After seeing his father’s money and dream disappear when the venture ends in failure, Caleb uses his talent and skills to earn back the money his father lost. He takes advantage of the times, knowing that the US entrance into World War I would result in increased food prices. Borrowing money from his mother, he invests—along with a partner—in produce futures. At a birthday celebration for his father, he presents his father with the money. Sadly, his attempt to receive love and acceptance fails. He and his work are rejected by the high morals of his father who views benefiting from the high prices caused by the war as immoral.
Advised by others to leave the area and the family, Caleb seems destined to strike out on his own. But fate intervenes. On what will apparently be his deathbed after a stroke, his father asks Caleb to stay and care for him. Caleb, the wayward son continually rejected by others, seems like a vulnerable little boy who has finally received what he needed all along: love and acceptance from his father.
As his first major film, James Dean played the role of Caleb well. Critics point out that he played sulky teenagers well but that was all he played; his accolades may be misplaced.
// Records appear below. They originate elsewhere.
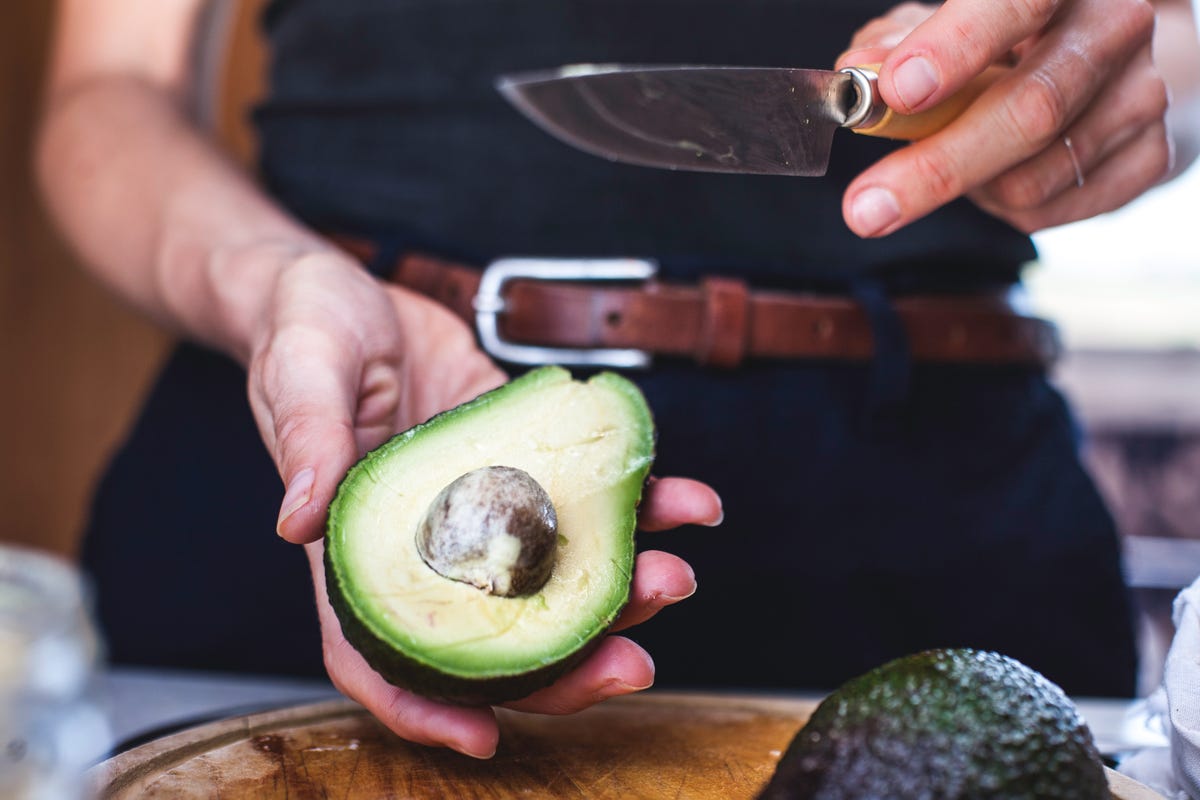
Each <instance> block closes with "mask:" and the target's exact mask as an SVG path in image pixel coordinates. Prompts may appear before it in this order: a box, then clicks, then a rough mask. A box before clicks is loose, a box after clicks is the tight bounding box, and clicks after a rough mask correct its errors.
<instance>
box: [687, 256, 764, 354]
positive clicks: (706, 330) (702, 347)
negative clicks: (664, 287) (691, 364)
mask: <svg viewBox="0 0 1200 800" xmlns="http://www.w3.org/2000/svg"><path fill="white" fill-rule="evenodd" d="M701 295H702V296H703V307H702V311H701V320H700V337H698V338H697V341H696V354H695V356H696V361H698V362H700V363H702V365H713V366H715V367H736V366H738V365H739V363H742V359H744V357H745V354H746V342H748V341H749V338H750V303H749V296H750V290H749V289H748V288H746V284H745V282H744V281H739V279H736V278H716V277H706V278H703V279H702V281H701Z"/></svg>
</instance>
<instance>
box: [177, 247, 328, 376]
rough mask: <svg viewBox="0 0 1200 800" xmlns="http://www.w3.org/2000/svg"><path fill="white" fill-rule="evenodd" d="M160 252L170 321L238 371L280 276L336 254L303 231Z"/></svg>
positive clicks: (187, 247)
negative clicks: (179, 320)
mask: <svg viewBox="0 0 1200 800" xmlns="http://www.w3.org/2000/svg"><path fill="white" fill-rule="evenodd" d="M164 249H166V252H164V253H163V255H162V259H161V263H162V265H163V270H162V272H161V273H162V275H163V276H167V277H168V278H169V282H168V281H164V282H163V283H162V287H161V288H162V296H163V299H164V301H166V302H167V306H168V307H169V308H173V309H174V314H173V315H174V318H175V319H179V320H180V321H181V323H182V325H184V327H185V333H187V335H188V336H190V337H192V338H196V339H198V341H200V342H204V343H205V344H209V345H211V347H215V348H217V349H220V350H222V351H223V353H226V354H227V355H229V356H232V357H233V359H235V360H236V361H239V362H240V363H242V365H245V363H247V361H248V359H250V354H251V353H252V350H253V344H254V341H256V338H257V337H258V336H259V333H258V332H259V330H260V329H262V327H263V324H264V321H265V320H266V319H268V318H269V317H270V306H271V301H272V300H271V299H272V296H274V294H275V291H276V287H277V284H278V281H280V276H281V275H282V273H283V272H284V271H286V270H287V269H288V266H289V265H292V264H295V263H296V261H299V260H301V259H304V258H306V257H308V255H312V254H318V253H335V252H337V251H336V249H335V248H334V247H332V246H331V245H329V243H328V242H325V241H324V240H322V239H319V237H317V236H314V235H311V234H307V233H305V231H298V233H296V235H282V236H276V237H262V239H256V240H251V241H240V242H236V243H232V245H218V246H211V245H209V246H203V245H192V246H188V243H186V242H179V243H176V245H175V246H174V247H170V248H164Z"/></svg>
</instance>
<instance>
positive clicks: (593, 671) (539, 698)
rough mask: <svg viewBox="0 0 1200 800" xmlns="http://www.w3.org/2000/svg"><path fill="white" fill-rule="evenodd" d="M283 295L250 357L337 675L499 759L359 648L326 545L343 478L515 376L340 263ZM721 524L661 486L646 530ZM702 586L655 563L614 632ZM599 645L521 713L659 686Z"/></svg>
mask: <svg viewBox="0 0 1200 800" xmlns="http://www.w3.org/2000/svg"><path fill="white" fill-rule="evenodd" d="M343 266H344V267H346V270H344V272H343V271H342V267H343ZM352 267H353V269H352ZM275 293H276V294H277V295H280V299H278V302H277V305H276V306H274V307H275V308H276V309H277V311H275V312H272V313H270V314H266V315H265V317H264V320H263V323H264V325H263V329H264V331H265V332H264V335H263V338H260V339H258V343H257V344H256V348H254V351H253V354H252V355H251V359H250V381H251V383H250V392H251V401H252V405H253V408H254V411H256V417H257V419H258V423H259V429H260V432H262V433H263V438H264V440H265V443H266V445H268V447H269V450H270V452H271V453H272V456H274V458H275V462H276V464H277V465H278V467H280V471H281V474H282V475H283V477H284V481H286V483H287V486H288V491H287V494H286V497H284V500H283V503H282V507H281V515H280V523H278V533H280V535H281V536H283V537H284V539H287V540H289V541H293V542H307V545H306V549H307V552H308V558H310V565H311V566H312V572H313V581H314V587H316V594H317V600H318V612H319V616H320V621H322V634H323V648H324V654H325V664H326V669H328V672H329V674H330V678H331V679H332V680H334V684H335V685H336V686H337V687H338V688H340V690H341V691H342V692H343V693H346V694H347V696H349V697H352V698H353V699H355V700H358V702H360V703H362V704H364V705H365V706H366V708H367V709H368V710H371V711H372V712H373V714H374V715H376V716H377V717H379V720H380V721H382V722H384V724H386V726H388V727H389V728H391V729H392V730H394V732H396V733H397V734H400V735H401V736H404V738H406V739H409V740H413V741H418V742H422V744H430V745H444V746H449V747H451V748H455V750H458V751H461V752H466V753H469V754H473V756H476V757H487V756H491V754H492V753H493V752H494V748H496V745H497V740H498V730H497V726H496V720H494V716H493V714H492V711H491V709H490V708H486V706H485V708H462V706H451V705H446V704H444V703H440V702H437V700H431V699H427V698H425V697H421V696H418V694H415V693H413V692H410V691H407V690H402V688H398V687H396V686H394V685H391V684H389V682H388V681H386V680H384V679H383V678H382V676H380V675H379V674H378V673H377V672H376V670H373V669H372V668H371V667H370V666H368V664H367V662H366V661H365V660H364V658H362V656H361V655H360V654H359V652H358V651H356V650H355V649H354V648H353V646H352V645H350V644H348V643H347V640H346V638H344V637H343V636H342V630H341V626H340V624H338V620H337V619H336V616H335V615H334V612H332V609H331V608H330V606H329V603H328V601H326V589H325V583H324V570H323V566H322V559H323V552H324V551H323V543H322V542H319V541H314V540H317V537H319V536H320V533H322V527H323V525H324V522H325V509H326V507H328V504H329V501H330V499H331V498H332V495H334V492H335V489H336V487H337V483H338V481H340V480H341V479H342V476H343V475H344V474H346V471H347V469H348V468H349V467H350V464H353V463H354V462H355V461H356V459H358V458H359V457H360V456H361V455H362V453H364V452H366V451H367V450H371V449H373V447H376V446H378V445H379V444H380V443H383V441H384V440H385V439H386V438H388V437H389V435H390V434H391V433H394V432H395V431H400V429H406V428H408V427H412V426H413V425H414V423H416V422H420V421H421V420H426V419H428V417H431V416H433V415H434V414H437V413H439V411H442V410H444V409H448V408H451V407H455V405H456V404H460V403H462V402H464V401H467V399H470V398H473V397H475V396H478V395H480V393H481V392H485V391H486V390H490V389H493V387H494V386H497V385H499V384H502V383H503V381H504V378H505V377H504V374H503V373H502V372H500V371H499V369H498V368H497V367H496V366H494V365H493V363H492V362H491V361H490V360H488V359H487V357H486V356H484V355H482V354H481V353H480V351H479V350H478V349H476V348H475V344H474V338H473V336H472V332H470V330H469V329H468V327H467V326H466V325H463V324H462V323H461V321H460V320H458V319H457V318H456V317H454V315H452V314H451V313H450V312H448V311H446V309H444V308H443V307H440V306H438V305H436V303H433V302H431V301H426V300H424V299H420V297H416V296H415V295H412V294H409V293H407V291H404V290H402V289H398V288H395V287H384V285H383V284H380V283H378V282H376V281H373V279H372V278H370V277H368V276H365V275H364V273H362V272H361V270H359V269H358V267H355V266H353V265H349V264H347V265H343V264H342V263H341V260H340V259H336V258H334V257H332V255H329V257H326V255H322V257H319V258H318V257H312V258H308V259H306V260H302V261H301V263H299V264H296V265H294V266H293V267H292V269H290V270H289V271H288V272H287V273H286V275H283V276H281V277H280V279H278V282H277V284H276V288H275ZM401 354H402V355H401ZM720 513H721V511H720V500H719V499H718V498H716V495H715V493H714V492H713V491H712V489H710V488H708V487H707V486H704V485H701V483H697V482H694V481H688V480H682V479H662V480H661V481H658V482H653V481H652V482H650V485H649V488H648V489H647V493H646V497H644V499H643V503H642V506H641V509H640V515H638V523H640V525H641V527H642V528H643V529H644V530H661V529H666V528H671V527H674V525H679V524H684V523H689V522H698V523H706V522H707V523H714V522H716V521H719V518H720ZM694 589H695V579H694V577H692V573H691V570H690V567H689V566H688V565H686V564H685V563H684V561H683V560H680V559H678V558H676V557H673V555H670V554H667V553H660V552H648V553H642V554H641V555H640V557H638V559H637V567H636V571H635V579H634V583H632V587H631V590H630V602H629V606H628V607H626V608H625V609H624V612H622V614H620V616H619V618H618V619H617V620H616V622H614V624H613V627H612V630H619V628H620V627H625V626H629V625H634V624H636V622H640V621H642V620H644V619H648V618H649V616H653V614H654V613H656V612H658V609H659V608H662V607H664V606H666V604H670V603H672V602H676V601H678V600H680V599H683V597H686V596H688V595H690V594H691V593H692V591H694ZM598 642H599V644H598V645H596V648H595V650H594V651H593V652H592V654H590V655H589V656H588V657H587V658H586V660H584V661H582V662H581V663H578V664H577V666H576V667H575V668H574V669H572V670H570V672H568V673H566V674H565V675H563V676H562V678H560V679H559V680H558V681H557V682H554V684H553V685H552V686H548V687H545V688H540V690H539V691H536V692H534V693H533V694H530V696H528V697H526V698H523V699H520V700H514V702H512V703H509V705H510V706H512V708H518V709H521V710H528V711H535V712H544V714H565V712H572V711H576V710H581V709H583V708H587V706H588V705H592V704H594V703H596V702H599V700H601V699H604V698H606V697H612V696H616V694H624V693H628V692H631V691H636V690H638V688H644V687H646V686H649V685H650V682H652V681H653V678H654V667H653V662H652V661H650V658H649V656H648V655H647V654H646V652H644V651H643V650H642V649H641V648H638V646H637V645H636V644H634V643H632V642H630V640H628V639H625V638H623V637H607V638H602V639H598Z"/></svg>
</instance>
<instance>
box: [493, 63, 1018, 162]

Perhaps if Dean lived, we would have discovered that this was the only type of role he could play. Or perhaps we would have discovered that he really was a great actor with a wide repertoire. We will never know.
I enjoyed the acting Dean brought to the role as well as the film in general. The themes explored were engaging and the film shots interesting, sometimes off kilter at an angle. I am looking forward to watching his other films…and reading more Steinbeck.